Getting Started

The takco package is designed to be run in several different environments. If you are just exploring the options, you can install the package and make use of external APIs. This gives you access to Wikipedia or other web table sources, external Knowledge Bases, and entity query APIs. If you want to run a larger pipeline, you should setup a local KB, and mirror the web table sources yourself. Finally, if you want to reproduce the research on which takco was built, you can run it on a compute cluster.

Default Setup

By default, takco is configured to make use of external APIs for web table harvesting and entity linking. This way, you can explore its features without having to setup a large KB yourself.

Large Machine Setup

For larger workloads, setup a locally hosted mirror of Wikipedia.

Warning

This will require some storage space. A typical Wikipedia zim dump is about 40 GB.

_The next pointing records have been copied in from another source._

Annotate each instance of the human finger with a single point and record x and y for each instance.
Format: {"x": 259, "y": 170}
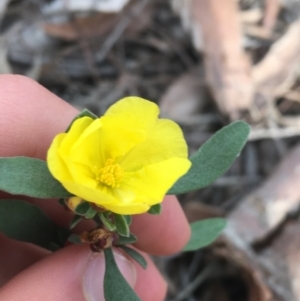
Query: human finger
{"x": 28, "y": 130}
{"x": 75, "y": 273}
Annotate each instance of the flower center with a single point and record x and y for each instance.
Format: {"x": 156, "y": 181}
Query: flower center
{"x": 110, "y": 175}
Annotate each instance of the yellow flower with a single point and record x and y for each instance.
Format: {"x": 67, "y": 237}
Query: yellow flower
{"x": 124, "y": 161}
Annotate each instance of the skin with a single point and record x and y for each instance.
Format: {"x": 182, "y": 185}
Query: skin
{"x": 30, "y": 117}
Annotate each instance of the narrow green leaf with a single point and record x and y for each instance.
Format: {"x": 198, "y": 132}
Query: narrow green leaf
{"x": 75, "y": 239}
{"x": 213, "y": 158}
{"x": 83, "y": 113}
{"x": 116, "y": 287}
{"x": 85, "y": 209}
{"x": 204, "y": 232}
{"x": 106, "y": 222}
{"x": 75, "y": 220}
{"x": 23, "y": 221}
{"x": 127, "y": 240}
{"x": 128, "y": 219}
{"x": 155, "y": 209}
{"x": 121, "y": 225}
{"x": 136, "y": 256}
{"x": 31, "y": 177}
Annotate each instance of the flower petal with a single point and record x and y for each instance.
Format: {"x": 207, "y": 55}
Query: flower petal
{"x": 126, "y": 124}
{"x": 153, "y": 181}
{"x": 88, "y": 149}
{"x": 95, "y": 196}
{"x": 164, "y": 141}
{"x": 136, "y": 112}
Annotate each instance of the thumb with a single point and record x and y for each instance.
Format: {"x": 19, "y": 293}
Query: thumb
{"x": 73, "y": 273}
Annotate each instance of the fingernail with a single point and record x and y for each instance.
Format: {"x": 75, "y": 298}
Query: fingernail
{"x": 92, "y": 281}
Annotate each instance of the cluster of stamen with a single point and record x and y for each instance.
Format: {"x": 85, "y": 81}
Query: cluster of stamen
{"x": 110, "y": 174}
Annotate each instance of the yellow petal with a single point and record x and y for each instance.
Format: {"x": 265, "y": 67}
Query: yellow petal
{"x": 134, "y": 112}
{"x": 56, "y": 165}
{"x": 89, "y": 194}
{"x": 153, "y": 181}
{"x": 164, "y": 141}
{"x": 126, "y": 123}
{"x": 89, "y": 147}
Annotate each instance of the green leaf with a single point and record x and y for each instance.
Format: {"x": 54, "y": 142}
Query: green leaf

  1. Install the Kiwix tools.

  2. Download a Wikipedia zim dump.

  3. Host it with ./kiwix-serve --port=8989 your_wiki_dump.zim

To download many pages to WARC format, you can use wget in parallel:

parallel -j4 --pipe-part -a urls.txt \
  'wget -i - --warc-file=warcs/{#} --warc-max-size=1G --warc-cdx=on -O/dev/null -q'

On a machine with many cores, it is often useful to use the Dask execution engine, which provides a dashboard for running tasks.

Installing Trident

Cluster Setup

To cluster and integrate a large corpus of web tables, it is recommended to run takco on a large cluster of machines. For this purpose, the Dask execution engine has several backends.

The current version of takco will be tested on SLURM.